The calculation accuracy is influenced by the number of the points and the value taking precision, and the more the number of the points is taken, the more the value is taken, and the more accurate the calculation is. Therefore, various desired stable output forces can be obtained by different types and designs. The movement track of the side pulley 8 ensures that the changed linear force output by the gas spring is converted into the output force with stable size.

In this embodiment, the steel wire rope 9 wound around the reversing pulley 3, the side pulley 8, the moving pulley 7 and the fixed pulley 2 is a circle, but the invention is not limited to this, and the gravity balance mechanism of the invention can be provided with n circles (n >1) of the steel wire rope 9, so that the output force is reduced by n times, and the movement length of the steel wire rope is increased by n times.

Although the present invention has been described with reference to a preferred embodiment, it should be understood that various changes, substitutions and alterations can be made herein without departing from the spirit and scope of the invention as defined by the appended claims.

Claims

1. A gravity balance mechanism is characterized by comprising a base, a fixed pulley and a reversing pulley which are fixed on the base, a sliding block which slides relative to the base, an elastic part which is abutted against the sliding block, a moving pulley which is fixed to the sliding block, a pair of connecting rods which are connected with the moving pulley, a pair of side slipping wheels which are respectively connected with the connecting rods, and a steel wire rope which is wound on the reversing pulley, the side slipping wheels, the moving pulley and the fixed pulley, the fixed pulley, the moving pulley and the side pulley are respectively fixed through a first shaft, a second shaft and a third shaft and can respectively rotate around the first shaft, the second shaft and the third shaft, the base is provided with a pair of guide grooves which are symmetrically arranged relative to the elastic piece, the third shaft is in rolling contact with the side wall of the guide groove, and the connecting rod can rotate around the second shaft and the third shaft.

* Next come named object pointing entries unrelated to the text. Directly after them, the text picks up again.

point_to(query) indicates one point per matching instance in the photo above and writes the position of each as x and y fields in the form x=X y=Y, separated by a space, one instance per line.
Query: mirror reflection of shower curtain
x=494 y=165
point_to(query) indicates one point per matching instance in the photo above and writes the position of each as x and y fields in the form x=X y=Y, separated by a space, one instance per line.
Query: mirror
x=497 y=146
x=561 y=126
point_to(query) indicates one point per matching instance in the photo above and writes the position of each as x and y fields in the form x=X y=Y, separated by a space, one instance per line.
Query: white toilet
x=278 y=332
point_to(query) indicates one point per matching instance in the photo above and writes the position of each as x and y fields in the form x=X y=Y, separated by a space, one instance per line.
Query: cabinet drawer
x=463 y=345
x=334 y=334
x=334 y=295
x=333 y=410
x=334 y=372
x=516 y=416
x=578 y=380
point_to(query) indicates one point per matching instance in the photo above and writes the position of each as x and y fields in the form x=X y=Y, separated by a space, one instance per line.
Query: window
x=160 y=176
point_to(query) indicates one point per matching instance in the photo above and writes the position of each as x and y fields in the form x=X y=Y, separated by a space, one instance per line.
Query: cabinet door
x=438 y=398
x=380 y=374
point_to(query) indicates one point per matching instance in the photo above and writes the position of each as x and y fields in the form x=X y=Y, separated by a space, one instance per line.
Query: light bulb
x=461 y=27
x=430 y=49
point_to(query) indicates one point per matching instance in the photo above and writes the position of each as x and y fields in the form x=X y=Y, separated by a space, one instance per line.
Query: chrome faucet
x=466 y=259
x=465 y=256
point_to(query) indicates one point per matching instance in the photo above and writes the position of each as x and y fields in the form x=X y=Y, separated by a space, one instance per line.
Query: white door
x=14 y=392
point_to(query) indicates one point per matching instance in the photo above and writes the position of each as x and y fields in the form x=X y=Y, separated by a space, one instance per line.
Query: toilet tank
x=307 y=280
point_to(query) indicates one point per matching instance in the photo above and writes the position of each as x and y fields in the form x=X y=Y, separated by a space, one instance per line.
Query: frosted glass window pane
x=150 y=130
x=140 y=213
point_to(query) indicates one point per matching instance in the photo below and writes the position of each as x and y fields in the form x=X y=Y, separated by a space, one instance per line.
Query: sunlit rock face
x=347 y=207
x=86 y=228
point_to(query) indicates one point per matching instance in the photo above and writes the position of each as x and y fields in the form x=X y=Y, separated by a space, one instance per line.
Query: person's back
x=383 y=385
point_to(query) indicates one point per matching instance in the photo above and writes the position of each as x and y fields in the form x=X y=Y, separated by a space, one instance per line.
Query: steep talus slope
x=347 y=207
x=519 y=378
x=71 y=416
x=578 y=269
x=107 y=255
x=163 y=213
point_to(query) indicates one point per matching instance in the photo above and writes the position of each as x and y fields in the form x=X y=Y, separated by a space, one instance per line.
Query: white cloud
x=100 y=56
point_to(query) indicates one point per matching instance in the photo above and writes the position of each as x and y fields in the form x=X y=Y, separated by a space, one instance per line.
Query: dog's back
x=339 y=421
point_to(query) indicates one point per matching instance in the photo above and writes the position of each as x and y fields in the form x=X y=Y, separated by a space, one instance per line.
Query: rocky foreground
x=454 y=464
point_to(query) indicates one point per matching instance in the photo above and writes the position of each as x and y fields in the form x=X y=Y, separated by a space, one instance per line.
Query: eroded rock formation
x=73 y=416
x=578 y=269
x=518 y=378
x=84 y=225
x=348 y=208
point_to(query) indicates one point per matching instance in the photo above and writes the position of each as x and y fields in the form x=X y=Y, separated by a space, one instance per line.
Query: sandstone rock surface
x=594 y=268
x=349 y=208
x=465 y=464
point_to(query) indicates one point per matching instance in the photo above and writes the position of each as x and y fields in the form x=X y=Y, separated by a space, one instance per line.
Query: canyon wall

2. The gravity balance mechanism according to claim 1, wherein the gravity balance mechanism comprises a plurality of elastic members arranged in series or in parallel.

3. A gravity balance mechanism according to claim 1 or 2, wherein the resilient member is a generally linear spring.

4. A gravity balance mechanism according to claim 1 or 2, wherein the resilient member is a gas spring.

5. The gravity balance mechanism according to claim 4, wherein opposite ends of said gas spring are fixed to said slider and said base, respectively.

6. The gravity balance mechanism according to claim 5, wherein the base is provided with a vertically extending recessed groove, the gravity balance mechanism is provided with a slide rail located in the recessed groove, and the slide block slides along the slide rail.

7. The gravity balance mechanism of claim 1, wherein the moving sheave and the side sheave are the same diameter.

8. The gravity balance mechanism according to claim 1, wherein the diverting pulleys, side pulleys, moving pulleys and fixed pulleys comprise grooves.

9. The gravity balance mechanism according to claim 8, wherein the wire rope is accommodated in the groove, and the number of turns of the wire rope wound around the reversing pulley, the side pulley, the moving pulley and the fixed pulley is greater than or equal to 1.

10. The gravity balance mechanism according to claim 1, wherein said base is provided with a receiving groove for receiving said diverting pulley, said receiving groove being adjacent to said fixed pulley.